Public money has been frittered away but NHS pay is a vital investment

The biggest cost for all of us will be if the government fails to invest in the NHS workforce

Commenting on the Public Accounts Committee report into the test and trace service set up by the government, UNISON head of health Sara Gorton said today (Wednesday):

“A successful test and trace programme was essential if the virus was to be controlled and further spikes prevented.

“But huge sums of money were spent on sub-standard parts of the system.

“Billions have been frittered away. And existing public health contact-tracing expertise ignored.
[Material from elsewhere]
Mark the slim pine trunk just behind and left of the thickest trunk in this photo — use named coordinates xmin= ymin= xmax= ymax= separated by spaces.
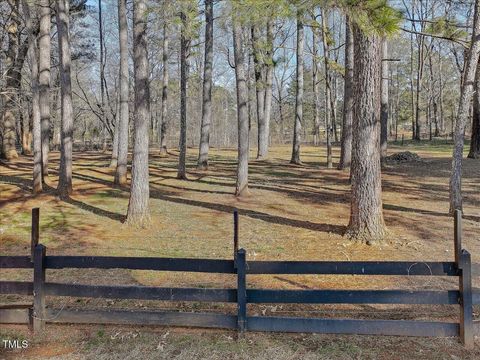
xmin=338 ymin=16 xmax=354 ymax=170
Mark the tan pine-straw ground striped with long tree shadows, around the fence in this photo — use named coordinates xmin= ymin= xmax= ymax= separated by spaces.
xmin=0 ymin=142 xmax=480 ymax=359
“Recognising the immense effort of NHS staff during the pandemic would be a far better use of public money. It would cost a fraction too.

“A decent pay rise is affordable, will lift flagging staff morale and prove popular with the public. It would also protect the NHS and boost struggling local economies.

“The biggest cost for all of us will be if the government fails to invest in the NHS workforce. The chancellor and PM must do the right thing and give staff what they’ve more than earned.”

On Thursday evening at 8pm, health unions are urging the public to show support for health staff with a slow hand clap demonstrating their displeasure at government proposals for a 1% pay rise.

Notes to editors:
– The slow hand clap will take place on Thursday 11 March at 8pm.
– UNISON is calling on the government to give all NHS workers a pay rise of at least £2,000.
– Health workers are currently in the final year of a three-year deal. They’re due a pay rise in April but unions have been campaigning for the government to show its appreciation for NHS employees by bringing that forward. The government failed to commit to this last summer when wage increases for 900,000 workers elsewhere in the public sector were announced. A rise has now been promised by the chancellor but not until after the formal NHS pay review body reports back in May. This is likely to mean that NHS staff will not get a pay rise until July at the earliest, say the unions. Health secretary Matt Hancock has also said the increase must be determined by ‘affordability’ and Rishi Sunak has warned of restraint in future public sector pay awards.
– UNISON is the UK’s largest union, with more than 1.3 million members providing public services in education, local government, the NHS, police service and energy. They are employed in the public, voluntary and private sectors.